L’expérience de Stanislavski est au cœur de ces croisements et le système théorique en est l’un des résultats. Le rapport, qui s’instaure si naturellement, dans un cadre pédagogique, entre l’action et l’image, renvoie à une multiplicité d’interactions entre la peinture et le théâtre russe, et chez Stanislavski lui-même. C’est à l’élucidation de ces interactions factuelles qu’il nous faut à présent nous attacher afin de rendre pleinement compte de l’enjeu figuratif et esthétique du système. Pour comprendre les possibilités de cette pratique figurative dans l’apprentissage de la mise en scène, il convient de revenir aux sources mêmes de celle-ci. Dans le contexte russe, c’est Stanislavski et Nemirovitch-Dantchenko qui, par la fondation du Théâtre d’Art en 1898, établissent la fonction d’un théâtre de l’unité de la mise en scène, symbolisée par l’unité de la troupe, appelée musicalement ensemble. La troupe de Nemirovitch-Dantchenko (Meyerhold, Olga Knipper, Moskvine) vient de la section dramatique de la Société philharmonique, mais Némirovitch est surtout connu pour ses qualités littéraires d’écrivain et d’auteur dramatique. Stanislavski est aussi sensible à la musique. Pour des raisons liées à son appartenance à une famille de riches industriels, il a présidé la section moscovite de la Société musicale russe. Rien de vraiment pictural donc dans la création de ce théâtre. Et pourtant, l’idée même de mise en scène est inséparable de l’apparition en Russie, comme ailleurs en Europe, des peintres sur scène. C’est cette évolution et ses enjeux qu’il nous faut retracer dans la mesure où elle est parallèle à l’évolution de Stanislavski metteur en scène et acteur, qu’elle vient enrichir, défier et même contredire le mouvement propre du théâtre psychologique. Il nous faut donc, d’une part, montrer les rapports que ce théâtre entretient avec les arts plastiques, ce qui suppose de comprendre la culture figurative de Stanislavski, et voir comment l’évolution picturale entre en résonance, en interaction, provocation, contact et conflit avec l’art dramatique nouveau en gestation au sein du Théâtre d’Art.

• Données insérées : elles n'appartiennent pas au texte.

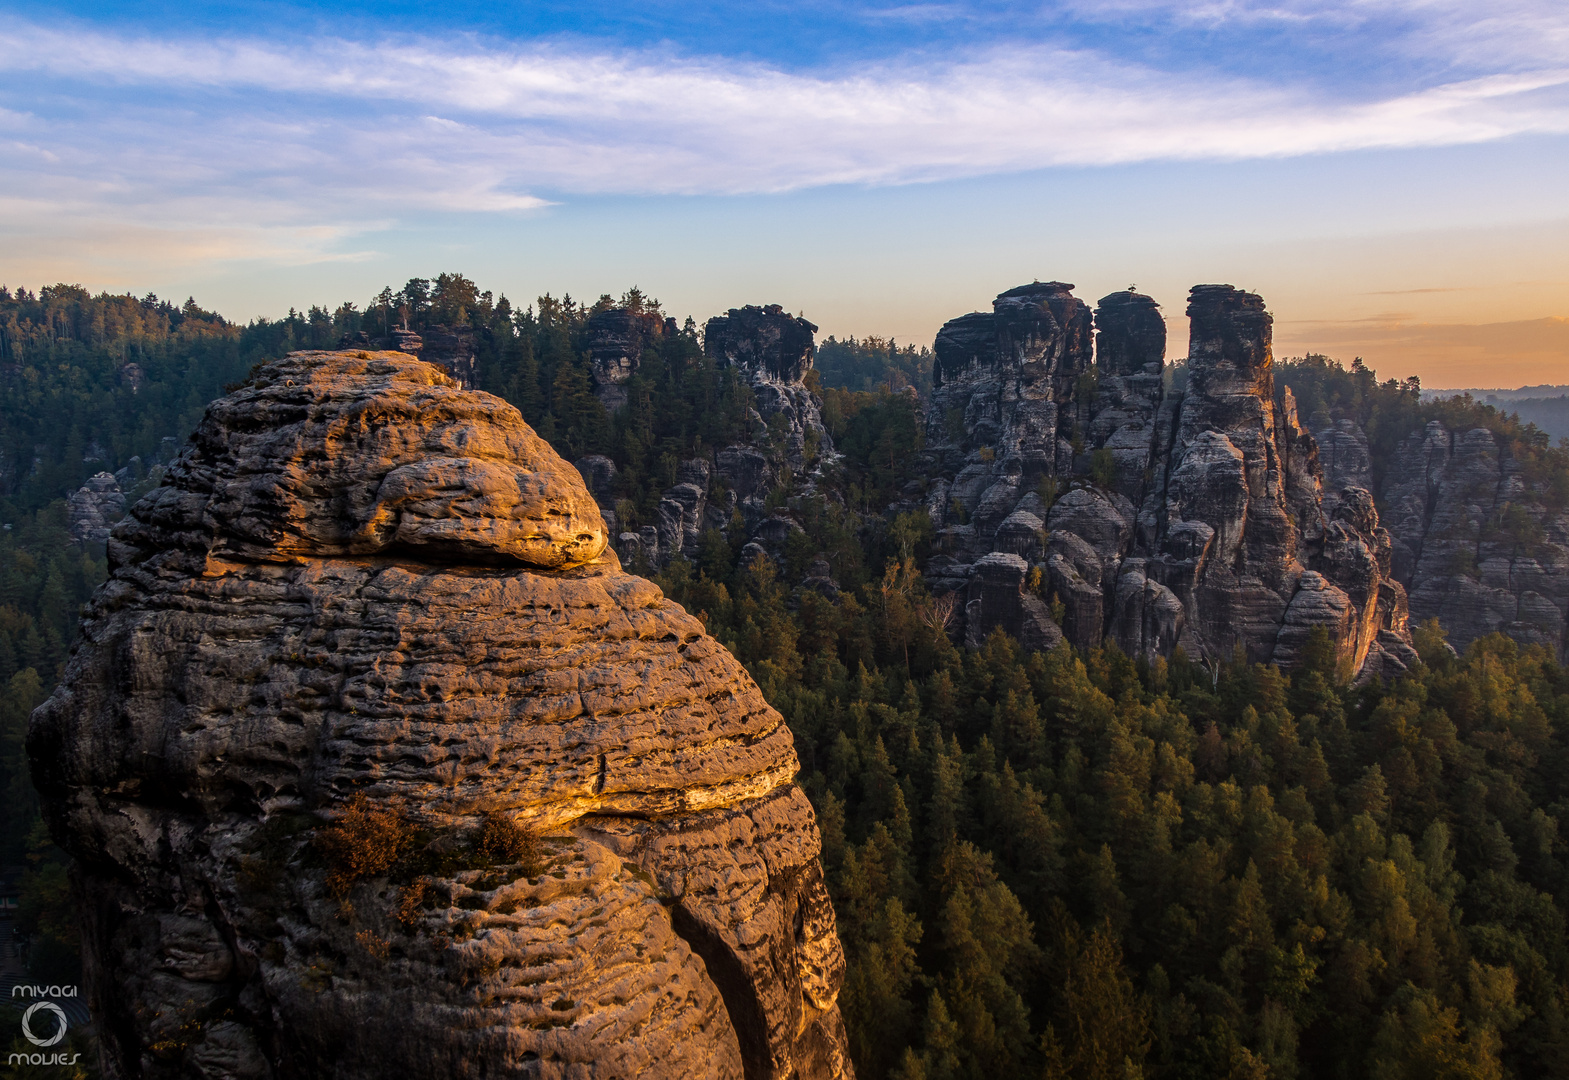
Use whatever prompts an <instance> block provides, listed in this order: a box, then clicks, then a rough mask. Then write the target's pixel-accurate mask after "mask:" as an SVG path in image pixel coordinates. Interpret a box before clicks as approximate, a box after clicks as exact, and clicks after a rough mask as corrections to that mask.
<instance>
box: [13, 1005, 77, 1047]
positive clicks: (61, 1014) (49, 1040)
mask: <svg viewBox="0 0 1569 1080" xmlns="http://www.w3.org/2000/svg"><path fill="white" fill-rule="evenodd" d="M39 1009H42V1011H46V1012H53V1014H55V1019H56V1020H60V1030H58V1031H55V1034H53V1038H49V1039H41V1038H38V1036H36V1034H33V1025H31V1023H28V1020H31V1019H33V1014H35V1012H38V1011H39ZM66 1027H67V1025H66V1014H64V1011H63V1009H61V1008H60V1006H58V1005H55V1003H53V1002H39V1003H38V1005H35V1006H33V1008H30V1009H28V1011H27V1012H24V1014H22V1034H25V1036H27V1041H28V1042H31V1044H33V1045H42V1047H50V1045H55V1044H56V1042H60V1041H61V1039H63V1038H66Z"/></svg>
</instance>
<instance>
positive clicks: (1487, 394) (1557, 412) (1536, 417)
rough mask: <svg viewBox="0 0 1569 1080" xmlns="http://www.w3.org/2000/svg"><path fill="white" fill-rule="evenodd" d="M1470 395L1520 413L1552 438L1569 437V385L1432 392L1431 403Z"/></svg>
mask: <svg viewBox="0 0 1569 1080" xmlns="http://www.w3.org/2000/svg"><path fill="white" fill-rule="evenodd" d="M1462 394H1470V396H1472V397H1475V399H1476V400H1478V402H1481V403H1484V405H1497V407H1498V408H1500V410H1503V411H1506V413H1517V414H1519V418H1520V422H1522V424H1536V427H1539V429H1542V430H1544V432H1547V433H1549V435H1550V436H1552V438H1555V440H1560V438H1569V386H1552V385H1547V383H1542V385H1541V386H1520V388H1517V389H1428V391H1423V392H1422V396H1423V397H1425V399H1428V400H1432V399H1439V397H1461V396H1462Z"/></svg>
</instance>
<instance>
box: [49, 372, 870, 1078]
mask: <svg viewBox="0 0 1569 1080" xmlns="http://www.w3.org/2000/svg"><path fill="white" fill-rule="evenodd" d="M606 542H607V537H606V534H604V524H602V521H601V516H599V512H598V509H596V507H595V502H593V499H592V498H590V494H588V493H587V490H585V488H584V485H582V480H581V479H579V476H577V473H576V471H574V469H573V468H571V466H570V465H566V463H565V462H562V460H560V458H559V457H557V455H555V454H554V452H552V451H551V449H549V446H546V444H544V443H543V441H541V440H540V438H537V436H535V433H533V432H532V430H530V429H529V427H527V425H526V424H524V422H522V418H521V416H519V414H518V411H516V410H513V408H511V407H510V405H507V403H505V402H502V400H501V399H496V397H491V396H488V394H480V392H468V391H463V389H460V388H458V386H457V383H455V381H453V380H452V378H450V377H449V375H446V374H444V372H441V370H439V369H436V367H433V366H431V364H427V363H420V361H416V359H413V358H411V356H405V355H400V353H364V352H362V353H293V355H290V356H287V358H284V359H281V361H275V363H271V364H267V366H265V367H262V369H260V370H259V372H257V375H256V378H254V380H253V381H251V383H249V385H248V386H245V388H242V389H238V391H237V392H234V394H231V396H229V397H224V399H221V400H218V402H215V403H213V405H212V407H209V410H207V414H206V419H204V421H202V422H201V427H199V429H198V432H196V435H195V440H193V443H191V446H190V447H188V449H187V451H185V454H184V455H180V457H179V458H177V460H176V462H174V463H173V466H171V468H169V471H168V476H166V480H165V485H163V487H160V488H157V490H155V491H154V493H152V494H149V496H147V498H144V499H143V501H140V502H138V504H137V507H135V509H133V510H132V513H130V516H129V518H127V520H126V521H124V523H121V524H119V526H118V527H116V529H115V534H113V537H111V540H110V553H111V573H110V579H108V582H107V584H105V586H104V587H102V589H100V590H99V592H97V595H96V597H94V600H93V604H91V609H89V614H88V615H86V618H85V622H83V629H82V644H80V647H78V650H77V651H75V655H74V658H72V661H71V664H69V670H67V673H66V678H64V683H63V684H61V688H60V689H58V691H56V692H55V695H53V697H52V699H50V700H49V702H47V703H44V705H42V706H41V708H39V710H38V713H36V714H35V717H33V722H31V730H30V736H28V747H30V752H31V757H33V768H35V780H36V785H38V788H39V791H41V793H42V797H44V807H46V815H47V818H49V824H50V829H52V830H53V835H55V838H56V840H58V843H61V845H63V846H64V848H66V849H69V851H71V852H72V854H74V856H75V857H77V860H78V867H80V870H78V887H80V895H82V898H83V901H85V904H83V906H85V912H86V915H85V959H86V981H88V987H89V995H91V1000H93V1006H94V1012H96V1017H97V1020H99V1030H100V1031H102V1044H104V1047H105V1058H107V1071H108V1074H110V1075H116V1077H146V1078H152V1077H246V1078H249V1077H256V1078H262V1077H278V1078H282V1077H325V1075H333V1077H344V1078H348V1077H364V1078H367V1080H372V1078H375V1080H381V1078H384V1077H431V1078H435V1077H441V1078H447V1077H457V1075H519V1077H522V1075H538V1077H557V1075H563V1077H565V1075H573V1077H632V1075H637V1077H737V1078H741V1077H747V1078H756V1077H770V1078H772V1077H777V1078H784V1077H843V1075H849V1074H850V1066H849V1061H847V1056H846V1039H844V1028H843V1023H841V1020H839V1012H838V1006H836V1003H835V1002H836V994H838V987H839V981H841V976H843V969H844V961H843V953H841V948H839V942H838V937H836V932H835V923H833V909H832V906H830V903H828V896H827V892H825V888H824V884H822V871H821V865H819V860H817V852H819V837H817V830H816V824H814V819H813V813H811V807H810V805H808V802H806V799H805V796H803V794H802V791H800V790H799V788H797V786H795V783H794V775H795V771H797V760H795V752H794V746H792V739H791V733H789V730H788V728H786V727H784V724H783V721H781V717H780V716H778V713H775V711H774V710H772V708H770V706H769V705H767V703H766V702H764V700H763V695H761V694H759V691H758V688H756V686H755V684H753V681H752V678H748V677H747V673H745V670H744V669H742V667H741V664H739V662H736V659H734V658H731V655H730V653H728V651H725V648H722V647H720V645H719V644H717V642H715V640H714V639H711V637H708V636H706V634H704V633H703V626H701V625H700V623H698V622H697V620H695V618H692V617H690V615H687V614H686V612H684V611H683V609H681V608H679V606H676V604H673V603H672V601H668V600H665V598H664V597H662V593H661V592H659V589H656V587H654V586H651V584H650V582H646V581H643V579H639V578H634V576H629V575H626V573H623V571H621V568H620V564H618V562H617V557H615V554H613V553H612V551H610V549H609V548H607V546H606Z"/></svg>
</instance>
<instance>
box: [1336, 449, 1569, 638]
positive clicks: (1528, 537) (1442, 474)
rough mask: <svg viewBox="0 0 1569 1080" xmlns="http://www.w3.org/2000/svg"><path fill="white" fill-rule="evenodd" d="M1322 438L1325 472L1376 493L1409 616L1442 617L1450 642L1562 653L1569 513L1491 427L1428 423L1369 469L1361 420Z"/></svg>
mask: <svg viewBox="0 0 1569 1080" xmlns="http://www.w3.org/2000/svg"><path fill="white" fill-rule="evenodd" d="M1323 421H1324V425H1323V429H1321V430H1320V432H1318V443H1320V447H1321V454H1320V457H1321V460H1323V462H1324V471H1326V476H1332V477H1334V479H1335V482H1337V483H1345V485H1356V487H1362V488H1368V490H1371V491H1374V493H1376V496H1378V502H1379V504H1381V505H1382V507H1384V520H1385V524H1387V526H1389V531H1390V537H1392V549H1390V567H1392V573H1393V576H1395V579H1396V581H1400V582H1401V584H1403V586H1404V587H1406V589H1407V592H1409V593H1411V617H1412V618H1417V620H1426V618H1437V620H1439V622H1440V625H1442V626H1443V629H1445V633H1447V634H1448V639H1450V644H1453V645H1454V647H1458V648H1464V647H1465V645H1469V644H1470V642H1472V640H1475V639H1476V637H1481V636H1484V634H1491V633H1498V631H1502V633H1505V634H1509V636H1511V637H1514V639H1516V640H1519V642H1522V644H1541V645H1549V647H1550V648H1553V650H1555V651H1556V653H1558V655H1560V656H1564V655H1566V647H1569V636H1566V633H1564V631H1566V620H1569V513H1566V512H1564V510H1563V509H1558V505H1556V504H1560V502H1561V499H1555V498H1552V493H1550V491H1549V477H1544V476H1531V474H1530V469H1528V466H1527V463H1525V462H1522V460H1520V458H1519V457H1516V454H1514V451H1513V447H1511V446H1509V444H1508V441H1506V440H1500V438H1498V436H1497V435H1494V433H1492V432H1491V430H1487V429H1484V427H1478V429H1470V430H1461V432H1451V430H1448V429H1447V427H1445V425H1443V424H1442V422H1439V421H1432V422H1429V424H1428V425H1426V427H1425V429H1423V430H1415V432H1411V433H1409V435H1407V436H1406V438H1404V440H1401V441H1400V444H1398V447H1396V449H1395V454H1393V455H1390V457H1389V460H1385V462H1379V463H1378V468H1374V463H1373V458H1371V454H1370V449H1368V438H1367V433H1365V432H1362V429H1360V427H1359V425H1357V422H1356V421H1354V419H1346V418H1341V419H1338V421H1331V419H1329V418H1323Z"/></svg>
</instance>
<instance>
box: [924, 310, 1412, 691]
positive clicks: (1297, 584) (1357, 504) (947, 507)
mask: <svg viewBox="0 0 1569 1080" xmlns="http://www.w3.org/2000/svg"><path fill="white" fill-rule="evenodd" d="M1188 316H1189V320H1191V327H1192V339H1191V345H1189V356H1188V380H1186V386H1185V388H1183V389H1180V391H1178V389H1172V386H1170V385H1169V380H1167V378H1166V374H1167V372H1166V367H1164V364H1163V356H1164V322H1163V320H1161V317H1159V312H1158V306H1156V305H1155V301H1153V300H1152V298H1150V297H1145V295H1141V294H1136V292H1131V290H1130V292H1120V294H1111V295H1108V297H1105V298H1101V301H1100V305H1098V308H1097V309H1095V312H1094V314H1092V312H1090V311H1089V306H1087V305H1086V303H1084V301H1081V300H1078V298H1075V297H1073V295H1072V286H1068V284H1064V283H1054V281H1053V283H1037V284H1029V286H1021V287H1018V289H1010V290H1007V292H1004V294H1001V295H999V297H998V298H996V303H995V306H993V311H992V312H977V314H970V316H962V317H959V319H954V320H951V322H948V323H946V325H945V327H943V330H941V331H938V336H937V377H935V388H934V392H932V400H930V405H929V408H927V421H926V422H927V449H929V454H930V462H932V469H930V473H932V479H930V487H929V493H927V509H929V512H930V515H932V518H934V523H935V524H937V526H938V554H937V556H935V557H934V559H932V560H930V565H929V568H927V576H929V579H932V582H934V587H935V589H941V590H951V592H960V593H962V595H963V598H965V606H963V633H965V634H967V637H968V639H970V640H971V642H976V640H979V637H982V636H984V634H985V633H988V631H990V629H993V628H996V626H1001V628H1004V629H1007V631H1010V633H1014V634H1017V636H1018V637H1020V639H1021V640H1025V642H1028V644H1034V645H1037V647H1048V645H1051V644H1054V642H1056V640H1061V639H1064V637H1067V639H1068V640H1072V642H1073V644H1075V645H1081V647H1094V645H1098V644H1100V642H1101V640H1103V639H1106V637H1109V639H1112V640H1116V642H1117V644H1119V645H1120V647H1122V648H1123V650H1125V651H1128V653H1130V655H1134V656H1147V658H1153V656H1169V655H1170V653H1172V651H1174V650H1175V648H1178V647H1181V648H1183V650H1186V653H1188V655H1189V656H1192V658H1196V659H1229V658H1230V656H1232V655H1233V653H1235V651H1236V650H1241V651H1243V653H1244V655H1246V656H1247V658H1249V659H1252V661H1274V662H1280V664H1291V662H1293V661H1294V659H1296V656H1298V653H1299V650H1301V648H1302V645H1304V644H1305V642H1307V639H1309V636H1310V633H1312V629H1313V628H1316V626H1323V628H1324V629H1327V631H1329V639H1331V640H1332V642H1334V644H1335V647H1337V648H1338V651H1340V659H1341V664H1343V667H1345V669H1346V672H1348V673H1360V675H1363V677H1367V675H1373V673H1398V672H1400V670H1404V667H1406V666H1407V664H1409V662H1411V661H1412V659H1414V658H1415V653H1414V650H1412V648H1411V644H1409V631H1407V609H1406V590H1404V587H1403V586H1401V584H1400V581H1398V579H1396V578H1395V575H1393V571H1392V551H1393V542H1392V538H1390V535H1389V532H1387V531H1385V529H1384V527H1381V524H1379V520H1378V512H1376V509H1374V499H1373V496H1371V494H1370V493H1368V491H1367V488H1365V487H1356V485H1348V487H1340V488H1326V483H1324V474H1323V469H1321V466H1320V463H1318V447H1316V444H1315V440H1313V436H1312V435H1309V433H1307V432H1304V430H1302V425H1301V422H1299V419H1298V416H1296V407H1294V402H1293V400H1291V396H1290V392H1288V391H1287V392H1285V394H1282V396H1279V397H1277V396H1276V388H1274V378H1272V370H1271V367H1272V353H1271V319H1269V314H1268V312H1266V311H1265V306H1263V300H1261V298H1260V297H1257V295H1254V294H1247V292H1240V290H1236V289H1233V287H1230V286H1197V287H1194V290H1192V294H1191V297H1189V305H1188ZM1092 331H1094V339H1092ZM1053 606H1054V608H1056V612H1058V614H1056V615H1054V614H1053Z"/></svg>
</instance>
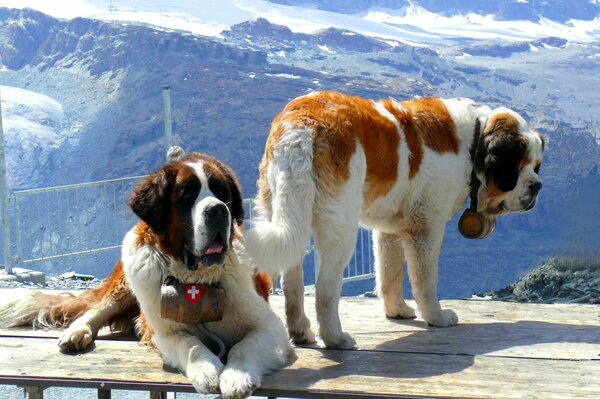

L’évolution propre de la peinture russe et son étrange courant dominant dans la sphère de la décoration théâtrale picturale sont indispensables pour ressaisir le cœur du laboratoire théorique de l’œuvre stanislavskienne, là où se constitue un vocabulaire théorique théâtral dont on verra les implications esthétiques et la matière figurative.

Notes
219.

« Mais, ceci étant, nos sensations, aussi vives et distinctes qu’elles soient, sont pourtant des idées, c’est-à-dire qu’elles existent dans l’esprit et sont perçues par lui aussi véritablement que les idées qu’il forge lui-même. » Berkeley, Principes de la connaissance humaine, traduction, Dominique Berlioz, Paris, Garnier-Flammarion, 1991, p. 83.

220.

“L’attention scénique”, Tr. 1, Stanislavski, 1954-1961, II, p. 119.

221.

Ibid., p. 124.

222.

“L’attention scénique”, Tr. 1, Stanislavski, 1954-1961, II, p. 124-125.